Likud MPs visit outpost as Joint List stops in neighboring Palestinian town


More than a dozen lawmakers took part in a pair of dueling solidarity visits on Sunday to the northern West Bank, which has become a flashpoint for Israeli-Palestinian violence in recent weeks.

A right-wing delegation composed mostly of Likud MPs visited the illegal Homesh outpost, which was the site of a terrorist attack last month in which a Palestinian gunman opened fire on a group of Israeli yeshiva students returning home after day of study, killing 25-year-old Yehudah Dimantman.

Attendees included MPs Yuli Edelstein, Nir Barkat, Eli Cohen, Yoav Kisch and Ofir Katz from Likud, Michal Waldiger from religious Zionism and Moshe Abutbul from Shas. The lawmakers used the visit to drum up calls from the Israeli right to legalize Homesh, which the state has discovered to have been built on private Palestinian land.

Years ago, the High Court of Justice ruled that Palestinian farmers with land titles should be granted access by the military. In practice, however, this has not happened. Instead, an ultra-nationalist Israeli yeshiva has been allowed to operate almost daily for over 15 years, since Homesh settlement was evacuated as part of the 2005 unilateral disengagement from Gaza and four settlements in northern Gaza. the West Bank.

As security forces razed several structures that settlers erected in Homesh in response to the December shooting, they allowed the makeshift yeshiva building to stand, amid pressure and warnings from right-wing lawmakers , including some members of the coalition, that the demolition of the complex would be a “price for terrorism”.

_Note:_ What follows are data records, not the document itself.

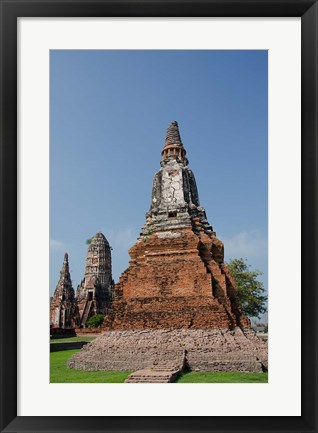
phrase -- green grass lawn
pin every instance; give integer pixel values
(72, 339)
(222, 377)
(60, 373)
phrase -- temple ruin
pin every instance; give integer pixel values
(95, 293)
(177, 277)
(176, 302)
(62, 308)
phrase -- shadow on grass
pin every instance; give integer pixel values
(222, 377)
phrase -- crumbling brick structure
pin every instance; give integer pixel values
(176, 301)
(62, 306)
(95, 293)
(177, 277)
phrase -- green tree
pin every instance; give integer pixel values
(250, 291)
(95, 321)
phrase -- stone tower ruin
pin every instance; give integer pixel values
(177, 277)
(62, 306)
(95, 293)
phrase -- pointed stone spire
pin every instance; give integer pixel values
(173, 135)
(173, 148)
(65, 266)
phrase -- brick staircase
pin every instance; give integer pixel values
(156, 373)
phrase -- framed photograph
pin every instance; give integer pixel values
(88, 90)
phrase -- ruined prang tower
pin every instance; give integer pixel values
(95, 293)
(177, 277)
(176, 303)
(63, 300)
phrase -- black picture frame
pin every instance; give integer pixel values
(10, 11)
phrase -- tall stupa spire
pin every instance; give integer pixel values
(63, 300)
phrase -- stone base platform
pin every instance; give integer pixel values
(159, 373)
(198, 349)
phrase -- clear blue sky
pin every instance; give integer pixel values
(109, 111)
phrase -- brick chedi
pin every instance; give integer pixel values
(177, 277)
(63, 305)
(95, 293)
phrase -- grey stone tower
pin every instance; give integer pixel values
(95, 293)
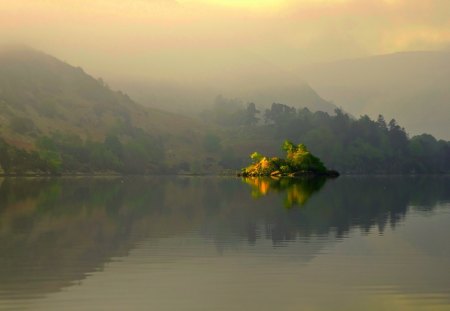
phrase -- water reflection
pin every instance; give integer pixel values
(56, 232)
(298, 190)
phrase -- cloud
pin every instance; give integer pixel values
(184, 38)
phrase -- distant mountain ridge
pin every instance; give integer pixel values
(412, 87)
(269, 87)
(41, 96)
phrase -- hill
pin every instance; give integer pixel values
(47, 105)
(411, 87)
(262, 86)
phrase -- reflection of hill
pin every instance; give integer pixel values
(298, 190)
(54, 232)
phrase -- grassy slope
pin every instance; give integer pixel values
(44, 95)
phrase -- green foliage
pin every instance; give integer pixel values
(22, 125)
(298, 161)
(256, 157)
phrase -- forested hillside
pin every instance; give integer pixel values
(344, 143)
(55, 118)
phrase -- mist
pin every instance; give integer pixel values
(180, 55)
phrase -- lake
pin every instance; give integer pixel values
(223, 243)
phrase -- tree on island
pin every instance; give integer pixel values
(299, 161)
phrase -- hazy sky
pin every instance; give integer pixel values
(197, 39)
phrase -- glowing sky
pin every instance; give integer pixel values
(194, 39)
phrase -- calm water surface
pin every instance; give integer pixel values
(208, 243)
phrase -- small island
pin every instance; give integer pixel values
(299, 162)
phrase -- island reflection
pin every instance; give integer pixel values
(298, 190)
(54, 232)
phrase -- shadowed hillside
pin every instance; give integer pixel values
(47, 105)
(410, 87)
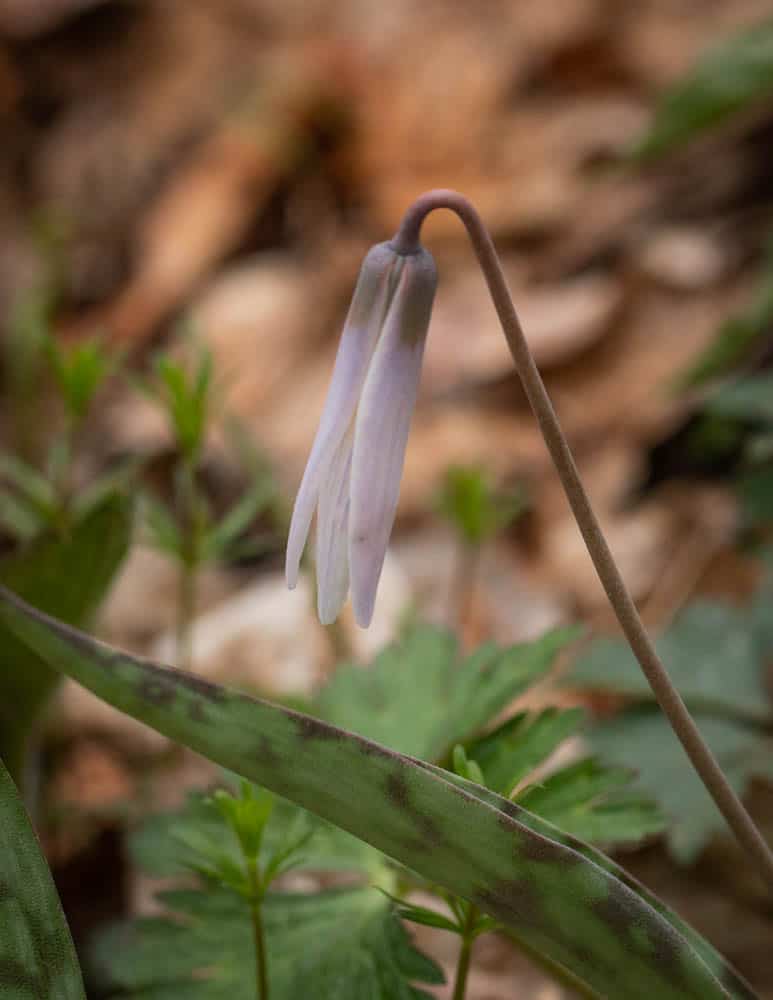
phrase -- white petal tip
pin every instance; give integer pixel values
(327, 616)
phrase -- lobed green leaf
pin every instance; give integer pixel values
(576, 912)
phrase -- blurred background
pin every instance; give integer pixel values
(186, 193)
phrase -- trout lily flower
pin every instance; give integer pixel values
(352, 477)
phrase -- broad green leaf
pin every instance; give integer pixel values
(714, 656)
(642, 739)
(68, 577)
(735, 985)
(421, 697)
(735, 74)
(331, 945)
(561, 904)
(37, 957)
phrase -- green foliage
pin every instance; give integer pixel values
(514, 749)
(421, 698)
(175, 842)
(67, 576)
(727, 79)
(737, 336)
(37, 957)
(79, 372)
(474, 509)
(716, 656)
(584, 799)
(582, 914)
(329, 945)
(594, 802)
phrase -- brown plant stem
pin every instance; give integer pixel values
(407, 241)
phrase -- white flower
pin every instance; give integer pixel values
(353, 474)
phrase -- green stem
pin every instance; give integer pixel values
(191, 518)
(465, 953)
(258, 933)
(463, 584)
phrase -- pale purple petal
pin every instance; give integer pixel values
(358, 341)
(381, 429)
(332, 549)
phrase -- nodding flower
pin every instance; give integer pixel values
(352, 478)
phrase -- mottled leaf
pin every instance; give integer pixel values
(166, 843)
(37, 957)
(561, 904)
(715, 657)
(736, 73)
(642, 739)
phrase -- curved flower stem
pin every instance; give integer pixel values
(407, 241)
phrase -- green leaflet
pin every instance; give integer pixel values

Homesh is the latest of several outposts to come under scrutiny in the northern West Bank, where the government has blocked the defense establishment from demolishing hamlets of feral cats.

The nearby Evyatar outpost, which was illegally re-established in May as Israeli security forces were busy responding to violence in Gaza and in so-called mixed Judeo-Arab towns across the country, also remains intact. more than six months later. A dozen settler families agreed to leave the area as part of a deal with the government that allowed the outpost to remain and set up a permanent military presence that would watch over empty trailers while the government was determining whether the outpost could be legalized.

Likud, religious Zionism and Shas MPs pay a solidarity visit on January 2, 2022 to the illegal Homesh outpost in the northern West Bank. (Courtesy)

The new outpost has led to weekly protests by Palestinians in the adjacent village of Beita, who see the feral cat hamlet as part of a larger Israeli effort to take control of West Bank land that Palestinians see as part of their future state.

Protests have often been violent, and IDF troops have used live ammunition against protesters, killing at least 10 people in recent months. The protests were extreme in nature, including the burning of Stars of David and swastikas, and they also galvanized support for Palestinians across the West Bank and the Palestinian Authority.

On Sunday, members of the Arab-majority Joint List traveled to Beita and posed for photos with town leaders as well as some of the teenagers who were injured during the weekly protests. MPs condemned the Israeli military’s crackdown on protests and called for the razing of illegal Jewish outposts in the region.